Sans doute arrivé sur cet ilot le blessé n'a pas eu la force d'affronter encore le marécage; vaincu par la souffrance, épuisé par l'effort il s'est couché là pour mourir ; son fusil est près de lui, il est mort avec toutes ses armes comme un preux.
Depuis vingt jours, son chien monte la garde, le défendant des vautours pendant la journée, des chacals et des hyènes, la nuit. De quoi cette pauvre bête a-t-elle vécu ? Sans doute des vautours trop audacieux qu'elle a saisis, car plusieurs dépouilles de ces sinistres oiseaux jonchent le sol.
Nous voudrions approcher, mais le chien devient féroce ; un doubat se fait mordre cruellement à la cuisse.
Je fais alors retirer tous les Somalis et je reste seul avec le lieutenant. Nous nous asseyons par terre et nous cherchons à apaiser ce terrible cerbère. Il se calme en effet en ne voyant plus les somalis qui semblaient l'exaspérer. Je tends vers lui la main, très doucement, il flaire, recule, avance à nouveau et finit par prendre confiance. Avec infiniment de prudence pour ne pas l’effrayer, je lui pose la main sur la tête ; alors il me lèche, se couche, on dirait qu'il pleure... Il a compris que nous ne voulions pas de mal à celui qu'il garde.
Nous pouvons alors identifier le cadavre, ou plutôt le squelette, car si le fidèle chien a sauvé le corps des bêtes de proie, il n'a rien pu contre les fourmis et les termites.
J'appelle les doubats ; à nous maintenant de rendre un dernier devoir à cet homme en lui donnant une sépulture puisque la fidélité d'une humble bête a protégé son cadavre.
Le lieutenant fait creuser une fosse à quelque distance dans une partie de terrain assez meuble. Le travail est long car les doubats n'ont que les baïonnettes en guise de pioche et leurs mains comme pelles.

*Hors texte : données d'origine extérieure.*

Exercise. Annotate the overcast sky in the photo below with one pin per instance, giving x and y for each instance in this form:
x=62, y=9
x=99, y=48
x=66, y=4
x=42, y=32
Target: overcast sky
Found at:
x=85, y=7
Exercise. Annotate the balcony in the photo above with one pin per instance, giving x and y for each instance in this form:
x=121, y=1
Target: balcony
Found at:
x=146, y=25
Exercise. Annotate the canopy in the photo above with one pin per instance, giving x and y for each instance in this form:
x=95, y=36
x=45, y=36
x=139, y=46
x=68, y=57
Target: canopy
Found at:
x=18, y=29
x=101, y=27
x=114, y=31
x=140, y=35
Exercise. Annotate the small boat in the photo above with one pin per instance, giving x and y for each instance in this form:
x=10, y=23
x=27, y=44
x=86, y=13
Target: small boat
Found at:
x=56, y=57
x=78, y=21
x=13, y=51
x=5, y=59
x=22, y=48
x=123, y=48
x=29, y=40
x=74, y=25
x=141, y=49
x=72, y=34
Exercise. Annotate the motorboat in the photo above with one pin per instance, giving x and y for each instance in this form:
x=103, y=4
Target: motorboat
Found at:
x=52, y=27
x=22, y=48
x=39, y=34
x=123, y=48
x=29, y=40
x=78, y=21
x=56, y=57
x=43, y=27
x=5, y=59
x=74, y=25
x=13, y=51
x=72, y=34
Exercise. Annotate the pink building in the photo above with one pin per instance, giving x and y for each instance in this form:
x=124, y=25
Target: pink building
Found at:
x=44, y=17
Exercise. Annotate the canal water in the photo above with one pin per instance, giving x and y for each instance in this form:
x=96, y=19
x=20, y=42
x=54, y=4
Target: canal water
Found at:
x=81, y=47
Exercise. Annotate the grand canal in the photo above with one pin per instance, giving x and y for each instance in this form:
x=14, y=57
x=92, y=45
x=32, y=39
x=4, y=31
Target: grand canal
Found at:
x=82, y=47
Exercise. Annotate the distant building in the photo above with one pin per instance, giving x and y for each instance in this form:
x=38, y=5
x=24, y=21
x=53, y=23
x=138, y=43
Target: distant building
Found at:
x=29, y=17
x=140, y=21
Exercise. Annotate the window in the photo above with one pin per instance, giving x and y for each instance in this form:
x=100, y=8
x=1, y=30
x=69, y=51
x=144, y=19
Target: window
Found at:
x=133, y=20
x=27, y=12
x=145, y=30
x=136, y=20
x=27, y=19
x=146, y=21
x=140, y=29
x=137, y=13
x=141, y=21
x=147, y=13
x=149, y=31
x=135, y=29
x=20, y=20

Le chien est étendu près du corps ; on dirait qu’il attend sa résurrection, et il nous regarde d'un oeil joyeux…Nous allons peut-être lui rendre son maître ! il a confiance .
J’ai le cœur serré. Le lieutenant ne dit rien ; ce serait si bête de pleurer. Quant aux doubats, ils chantent selon leur habitude pour accompagner leur travail.

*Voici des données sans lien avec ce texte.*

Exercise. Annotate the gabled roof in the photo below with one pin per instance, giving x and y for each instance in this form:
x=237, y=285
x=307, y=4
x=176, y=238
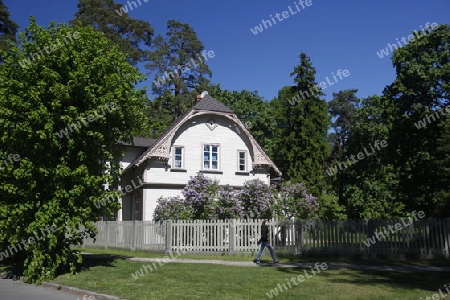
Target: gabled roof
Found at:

Enfin, la fosse est suffisante. Mais le plus difficile est de prendre et de porter cette momie qui va se briser, car les vêtements sont dévorés en dessous par les termites.
Au premier geste pour toucher à ces restes, le chien reprend sa fureur, jamais nous ne pourrons en finir cependant je ne puis me décider à rudoyer ce pauvre chien squelettique qui nous tient tète courageusement, croyant que nous voulons du mal à celui pour lequel il n'a cessé de lutter depuis vingt jours...
Le lieutenant me regarde de ses yeux bleus très doux, j'y vois perler une larme tandis que sa main lentement se pose sur son révolver ; J'ai compris ; il a raison : nous ne pouvons séparer ce chien de ce cadavre. Il hurlera, désespéré, à la place où il n’y aura plus rien à garder, plus rien à aimer… Non, la pauvre bête ne mérite pas cet abandon. Me blâme qui voudra, j'ai fait celà, je l'ai fait comme un devoir sacré envers l’amitié fidèle, la plus belle vertu qui rende l'homme digne d'avoir un Dieu.
Maintenant la nuit le chien désespéré ne hurle plus. Il est couché pour l'éternité à côté de son maître et la solitude de la terre africaine gardera le secret de la tombe où dorment deux amis.